Azar Fred S, Lee Kijoon, Khamene Ali, Choe Regine, Corlu Alper, Konecky Soren D, Sauer Frank, Yodh Arjun G
Siemens Corporate Research, Department of Imaging and Visualization, 755 College Road East Princeton, New Jersy 08540, USA.
J Biomed Opt. 2007 Sep-Oct;12(5):051902. doi: 10.1117/1.2798630.

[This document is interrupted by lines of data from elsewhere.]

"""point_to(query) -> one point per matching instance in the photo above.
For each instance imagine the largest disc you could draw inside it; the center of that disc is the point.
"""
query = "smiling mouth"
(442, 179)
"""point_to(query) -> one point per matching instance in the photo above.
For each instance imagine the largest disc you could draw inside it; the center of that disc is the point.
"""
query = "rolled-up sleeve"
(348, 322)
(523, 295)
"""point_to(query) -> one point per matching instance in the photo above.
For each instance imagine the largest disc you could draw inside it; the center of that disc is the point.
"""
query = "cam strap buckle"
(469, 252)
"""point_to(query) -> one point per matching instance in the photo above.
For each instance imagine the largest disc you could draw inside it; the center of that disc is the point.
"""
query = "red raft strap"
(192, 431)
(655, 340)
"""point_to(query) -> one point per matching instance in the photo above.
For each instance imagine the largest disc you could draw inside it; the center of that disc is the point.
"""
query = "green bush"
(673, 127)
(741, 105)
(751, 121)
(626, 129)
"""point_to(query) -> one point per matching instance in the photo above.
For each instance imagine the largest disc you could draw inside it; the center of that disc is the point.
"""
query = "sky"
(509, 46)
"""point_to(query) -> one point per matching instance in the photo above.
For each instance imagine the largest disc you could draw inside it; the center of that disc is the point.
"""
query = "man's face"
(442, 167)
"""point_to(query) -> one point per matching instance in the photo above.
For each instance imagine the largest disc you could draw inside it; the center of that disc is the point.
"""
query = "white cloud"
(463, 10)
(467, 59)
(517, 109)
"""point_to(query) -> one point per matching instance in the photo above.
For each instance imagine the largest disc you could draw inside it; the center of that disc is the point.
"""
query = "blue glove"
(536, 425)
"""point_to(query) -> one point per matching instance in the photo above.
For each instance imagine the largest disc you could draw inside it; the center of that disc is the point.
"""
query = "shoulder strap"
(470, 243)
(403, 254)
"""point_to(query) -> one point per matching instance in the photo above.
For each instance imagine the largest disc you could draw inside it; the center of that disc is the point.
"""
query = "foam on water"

We present a novel methodology for combining breast image data obtained at different times, in different geometries, and by different techniques. We combine data based on diffuse optical tomography (DOT) and magnetic resonance imaging (MRI). The software platform integrates advanced multimodal registration and segmentation algorithms, requires minimal user experience, and employs computationally efficient techniques. The resulting superposed 3-D tomographs facilitate tissue analyses based on structural and functional data derived from both modalities, and readily permit enhancement of DOT data reconstruction using MRI-derived a-priori structural information. We demonstrate the multimodal registration method using a simulated phantom, and we present initial patient studies that confirm that tumorous regions in a patient breast found by both imaging modalities exhibit significantly higher total hemoglobin concentration (THC) than surrounding normal tissues. The average THC in the tumorous regions is one to three standard deviations larger than the overall breast average THC for all patients.
我们提出了一种新颖的方法,用于组合在不同时间、不同几何形状以及通过不同技术获取的乳腺图像数据。我们基于漫射光学断层扫描(DOT)和磁共振成像(MRI)对数据进行组合。该软件平台集成了先进的多模态配准和分割算法,所需用户经验极少,并采用了计算效率高的技术。由此产生的叠加三维断层图像有助于基于从两种模态获得的结构和功能数据进行组织分析,并且能够利用MRI衍生的先验结构信息轻松增强DOT数据重建。我们使用模拟体模演示了多模态配准方法,并展示了初步的患者研究,这些研究证实,两种成像模态在患者乳腺中发现的肿瘤区域的总血红蛋白浓度(THC)明显高于周围正常组织。所有患者肿瘤区域的平均THC比整个乳腺的平均THC大1至3个标准差。